Infer discrete latent state of a hidden markov model

GStechschulte · January 7, 2023, 10:43am

I am attempting to recreate the Dishonest Casino example from Kevin P. Murphy’s book “Advanced Probabilistic Machine Learning”. The authors offer an example notebook and solution in their new library Dynamax. However, I believe this can be recreated (and could be a nice example notebook) using Pyro’s discreteHMM distribution and use of the infer_discrete function. I am having trouble inferring the latent state for each observation (emission). The parameters for the HMM are:

initial_probs = torch.tensor([0.5, 0.5])
transition_matrix = torch.tensor([[0.95, 0.05], 
                               [0.10, 0.90]])
emission_probs = torch.tensor([[1/6,  1/6,  1/6,  1/6,  1/6,  1/6],    # fair die
                            [1/10, 1/10, 1/10, 1/10, 1/10, 5/10]])  # loaded die

Using the parameterised discreteHMM distribution, we can generate samples:

hmm = dist.DiscreteHMM(
    initial_logits=torch.logit(initial_probs),
    transition_logits=torch.logit(transition_matrix),
    observation_dist=dist.Categorical(emission_probs),
    duration=50
)

hmm.sample()

tensor([3, 2, 5, 5, 3, 5, 5, 5, 5, 5, 5, 3, 5, 0, 5, 5, 1, 5, 5, 1, 0, 1, 3, 1,
        5, 5, 1, 1, 5, 1, 5, 0, 5, 5, 5, 5, 5, 3, 5, 5, 2, 1, 3, 5, 5, 5, 5, 0,
        5, 2])

Each emission was generated according to some latent state (fair or loaded dice). Initially, I figured I could use the .filter() of the discreteHMM distribution to obtain the posterior of the latent state given a sequence of observations.

emissions = hmm.sample()
post_states = hmm.filter(emissions)

Here, the emissions are the sequence of observations generated by the HMM model. The post_states is a Categorical distribution. However, the .filter() method eliminates the time dimension, and therefore, post_states is the posterior over the final state given a sequence of observations (it does not return the most likely state that gave rise to each observation in the sequence). I would like to have the most probable state for each observation in the sequence using an inference technique like forward filtering or Viterbi (MAP).

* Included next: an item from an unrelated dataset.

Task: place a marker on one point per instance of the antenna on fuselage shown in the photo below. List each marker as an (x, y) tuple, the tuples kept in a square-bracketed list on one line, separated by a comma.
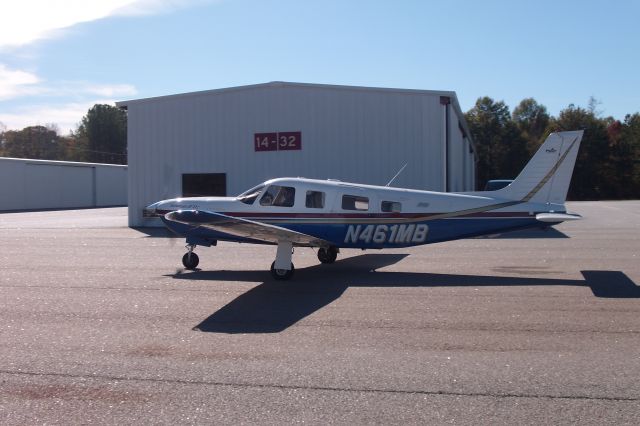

This led me to discover the infer_discrete() function with the parameter temperature. When temperature is set to 1 this corresponds to forward filtering, and 0 corresponds to Viterbi-like MAP inference. Additionally, I read through the Inference with Discrete Latent Variables tutorial. Attempting to use infer_discrete standalone, I should be able to obtain MAP estimates for the latent state given a sequence of observations.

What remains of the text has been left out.